Defrocked Catholic Cardinal Faces Second Sex Assault Charge
Theodore E. McCarrick, the former Roman Catholic cardinal expelled by Pope Francis in 2019, was charged on Monday with fourth-degree sexual assault in Wisconsin. It was the second criminal complaint against a man who was once one of the most high-profile clerics in the American Catholic Church.
Mr. McCarrick, now 92, is the first and only cardinal to be criminally charged in the sprawling sex abuse scandal that has consumed the church. Thousands of victims and abusers have been identified in parishes across the nation, with accusations from decades ago still being revealed in ongoing investigations.
Resulting lawsuits have pushed some dioceses to file for bankruptcy. Yet relatively few criminal charges have resulted, largely because the statute of limitations has expired, though some states are changing laws to allow for civil cases to proceed.
The new charge against Mr. McCarrick stems from an accusation dating back to 1977. According to the criminal complaint, Mr. McCarrick assaulted a 19-year-old that year at a home on Geneva Lake in southern Wisconsin, where they were both guests. Prosecutors say the victim was swimming off a dock when Mr. McCarrick and another adult man entered the water and fondled his genitals without his consent.
The complaint states that the victim, who is unnamed, also said Mr. McCarrick sexually assaulted him on numerous other occasions and in other states, first exposing himself to the victim when he was 11. The victim, now in his 60s, claims that Mr. McCarrick would take him “to a special event or lavish party and then sexually assault” him, including one event where multiple adult men had sex with him.
Sexual Abuse in the Roman Catholic Church
Mr.

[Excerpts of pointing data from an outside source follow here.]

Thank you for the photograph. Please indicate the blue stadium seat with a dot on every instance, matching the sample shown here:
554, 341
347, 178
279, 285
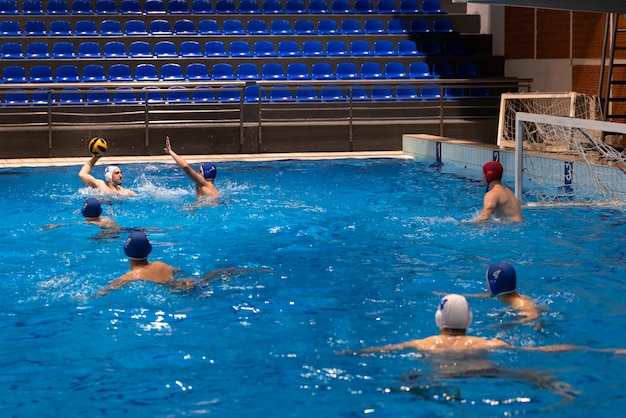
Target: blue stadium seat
322, 71
97, 95
249, 7
190, 49
409, 7
85, 28
153, 7
172, 72
120, 72
201, 7
248, 71
32, 7
256, 27
165, 49
40, 74
63, 50
93, 72
82, 7
239, 49
280, 93
327, 27
89, 49
208, 27
57, 7
304, 27
130, 7
298, 71
201, 94
364, 7
272, 7
37, 50
11, 50
140, 49
360, 48
67, 73
288, 48
215, 49
222, 71
146, 72
312, 48
318, 7
306, 93
34, 28
225, 7
336, 48
60, 28
197, 71
10, 28
115, 49
16, 96
395, 69
106, 7
184, 27
294, 7
280, 27
264, 49
371, 70
347, 71
384, 48
135, 27
381, 92
178, 6
272, 71
123, 95
70, 95
159, 27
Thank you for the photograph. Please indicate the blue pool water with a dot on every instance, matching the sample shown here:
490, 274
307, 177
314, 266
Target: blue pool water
357, 251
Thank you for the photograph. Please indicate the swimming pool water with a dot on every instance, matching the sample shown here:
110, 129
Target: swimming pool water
356, 249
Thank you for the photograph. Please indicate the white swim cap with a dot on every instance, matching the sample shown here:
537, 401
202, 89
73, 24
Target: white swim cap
453, 312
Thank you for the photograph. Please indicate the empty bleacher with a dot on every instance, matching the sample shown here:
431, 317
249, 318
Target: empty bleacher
197, 53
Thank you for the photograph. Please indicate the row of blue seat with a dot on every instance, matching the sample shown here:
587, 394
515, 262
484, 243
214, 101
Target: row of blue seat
245, 71
112, 27
251, 93
193, 49
103, 7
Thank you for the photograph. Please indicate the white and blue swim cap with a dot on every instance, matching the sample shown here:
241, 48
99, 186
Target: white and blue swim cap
501, 279
91, 208
137, 246
208, 171
453, 312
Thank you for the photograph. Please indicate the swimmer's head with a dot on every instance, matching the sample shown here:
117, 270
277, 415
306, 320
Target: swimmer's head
493, 171
91, 208
108, 172
501, 279
137, 246
453, 312
208, 171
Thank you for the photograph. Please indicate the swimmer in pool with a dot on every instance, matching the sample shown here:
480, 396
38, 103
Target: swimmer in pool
138, 247
202, 180
112, 175
499, 200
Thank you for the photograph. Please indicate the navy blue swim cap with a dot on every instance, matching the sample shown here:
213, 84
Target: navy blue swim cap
137, 246
501, 279
91, 208
208, 170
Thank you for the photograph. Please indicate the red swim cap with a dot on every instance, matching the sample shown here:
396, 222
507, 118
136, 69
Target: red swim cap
493, 171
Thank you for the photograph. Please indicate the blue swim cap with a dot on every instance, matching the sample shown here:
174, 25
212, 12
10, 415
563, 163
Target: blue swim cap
137, 246
91, 208
501, 279
208, 170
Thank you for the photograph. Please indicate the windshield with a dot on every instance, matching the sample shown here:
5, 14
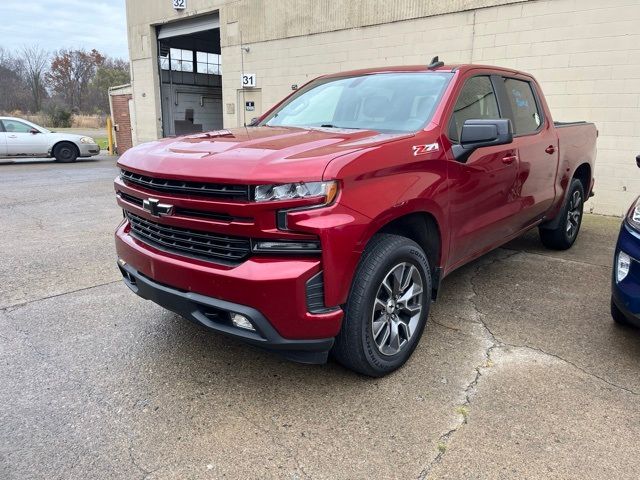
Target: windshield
385, 102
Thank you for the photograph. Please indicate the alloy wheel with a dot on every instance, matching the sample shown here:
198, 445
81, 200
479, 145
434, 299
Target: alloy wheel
397, 308
574, 214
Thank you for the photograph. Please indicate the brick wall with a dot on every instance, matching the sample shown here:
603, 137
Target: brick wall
122, 118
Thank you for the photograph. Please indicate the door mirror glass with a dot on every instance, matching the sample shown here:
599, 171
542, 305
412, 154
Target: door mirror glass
482, 133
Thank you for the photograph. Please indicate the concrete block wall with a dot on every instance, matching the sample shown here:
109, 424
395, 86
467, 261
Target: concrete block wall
585, 53
122, 118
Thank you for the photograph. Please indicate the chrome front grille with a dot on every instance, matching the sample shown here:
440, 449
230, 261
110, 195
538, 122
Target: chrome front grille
213, 190
194, 243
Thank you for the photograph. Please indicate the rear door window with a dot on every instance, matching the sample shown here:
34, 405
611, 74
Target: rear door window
14, 126
476, 101
526, 114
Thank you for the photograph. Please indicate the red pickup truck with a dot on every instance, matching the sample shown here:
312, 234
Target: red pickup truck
328, 225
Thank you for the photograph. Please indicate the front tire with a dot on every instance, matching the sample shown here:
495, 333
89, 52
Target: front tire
387, 307
65, 152
564, 235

McCarrick, the former archbishop of Washington, D.C., also faces charges in Massachusetts over an accusation that he sexually assaulted a teenage boy at a wedding reception at Wellesley College in 1974.

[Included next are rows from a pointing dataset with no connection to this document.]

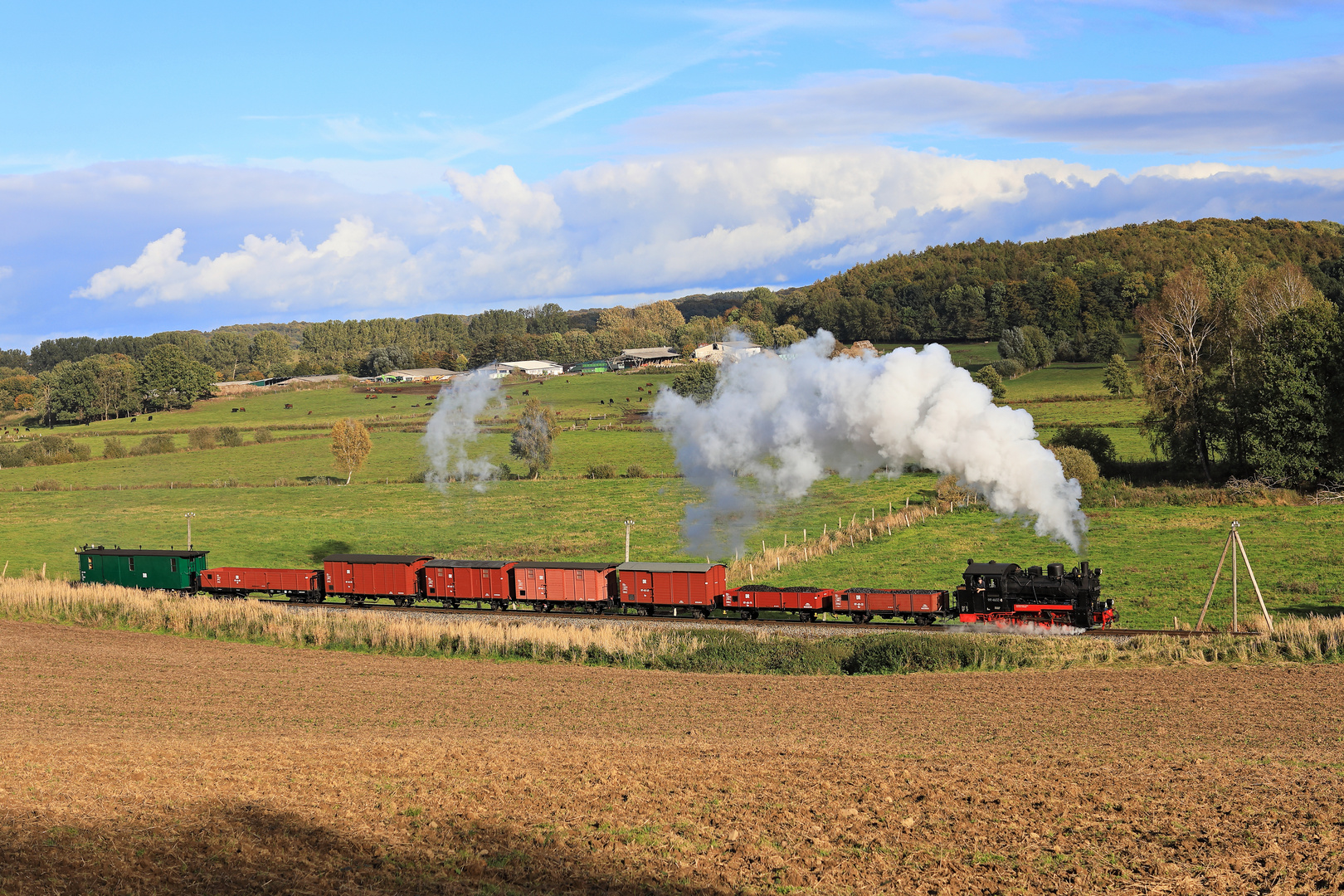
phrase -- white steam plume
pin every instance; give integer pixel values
(453, 426)
(786, 421)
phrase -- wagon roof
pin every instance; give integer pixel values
(375, 558)
(991, 568)
(138, 553)
(668, 567)
(565, 566)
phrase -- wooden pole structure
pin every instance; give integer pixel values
(1254, 583)
(1218, 572)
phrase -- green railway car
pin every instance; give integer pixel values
(138, 568)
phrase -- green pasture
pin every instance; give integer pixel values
(305, 457)
(572, 519)
(1157, 562)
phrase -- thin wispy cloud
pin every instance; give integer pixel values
(1264, 106)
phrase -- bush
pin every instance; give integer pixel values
(1103, 344)
(988, 377)
(43, 450)
(155, 445)
(202, 438)
(1079, 465)
(1089, 438)
(698, 382)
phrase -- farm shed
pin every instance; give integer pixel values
(641, 356)
(140, 568)
(537, 368)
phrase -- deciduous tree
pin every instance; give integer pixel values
(350, 446)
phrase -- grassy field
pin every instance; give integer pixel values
(1157, 559)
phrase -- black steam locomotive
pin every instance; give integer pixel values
(1006, 592)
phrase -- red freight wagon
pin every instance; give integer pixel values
(672, 585)
(455, 581)
(752, 599)
(550, 585)
(300, 585)
(368, 577)
(864, 603)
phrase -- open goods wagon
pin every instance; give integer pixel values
(862, 605)
(806, 601)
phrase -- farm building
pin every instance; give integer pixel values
(417, 375)
(641, 356)
(537, 368)
(719, 353)
(589, 367)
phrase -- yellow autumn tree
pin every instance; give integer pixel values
(350, 446)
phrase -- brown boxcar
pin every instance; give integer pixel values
(300, 585)
(368, 577)
(864, 603)
(672, 585)
(806, 601)
(548, 585)
(455, 581)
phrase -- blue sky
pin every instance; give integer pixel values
(168, 165)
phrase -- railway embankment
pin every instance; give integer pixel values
(608, 644)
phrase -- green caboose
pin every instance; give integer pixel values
(138, 568)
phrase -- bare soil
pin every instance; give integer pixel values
(156, 765)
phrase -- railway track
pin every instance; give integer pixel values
(845, 625)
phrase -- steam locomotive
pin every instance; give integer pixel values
(1004, 592)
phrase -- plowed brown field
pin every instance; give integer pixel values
(158, 765)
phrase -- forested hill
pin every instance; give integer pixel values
(1075, 284)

Mr. McCarrick pleaded not guilty in 2021 in that case to three counts of indecent assault and battery on a person age 14 and older. In February, his lawyers asked a judge to dismiss the case against him, saying he was not mentally competent to face trial because he had dementia.
A lawyer for Mr. McCarrick, Barry Coburn, said he had no comment on the new charge or on the ongoing prosecution in Massachusetts.
Mr. McCarrick was last known to be living in Missouri. The new complaint lists his address as a seminary in Maryland.
Two decades since the Catholic Church abuse scandal exploded into public view after an investigation published by The Boston Globe, the many subpoenas and investigations from attorneys general offices have produced only a handful of criminal charges. The Massachusetts case was able to proceed because Mr. McCarrick was not a resident of Massachusetts at the time of the alleged abuse there. The clock on the statute of limitations stopped once he left the state, meaning it did not expire as it would have if he were a resident.
The Wisconsin case follows the same playbook. The criminal complaint notes that Mr. McCarrick was not a resident of the state at the time of the alleged assault.
Mr. McCarrick was once one of the most prominent clerics in the U.S. Catholic Church. Born and ordained in New York, he rose steadily through the ranks, becoming an auxiliary bishop of New York in 1977, the same year as the Wisconsin case. He was named archbishop of Washington in 2001 and was a prolific fund-raiser for the Vatican, rubbing elbows with presidents and celebrities.
Cardinals hold the second-highest position in the church after the pope.
Mr. McCarrick was removed from ministry in 2018 after a church investigation found that he had been credibly accused of sexually abusing a 16-year-old altar boy at St. Patrick’s Cathedral in Manhattan in 1971. After a Vatican trial, Mr. McCarrick was removed from the priesthood in 2019.
But some church officials had been warned about his predatory behavior for decades. A New York Times investigation in 2018 revealed settlements paid to men who had complained about Mr. McCarrick when he was a bishop in New Jersey in the 1980s. Leaders were warned repeatedly about accusations of sexual harassment including the inappropriate touching of adult seminarians.
The new charge in Wisconsin stems from a report made to the Clergy and Faith Leader Abuse initiative, which the state’s Justice Department started two years ago.
“Thank you to the brave survivors who have made reports,” Josh Kaul, the attorney general of Wisconsin, said in a statement encouraging other victims to come forward with their stories.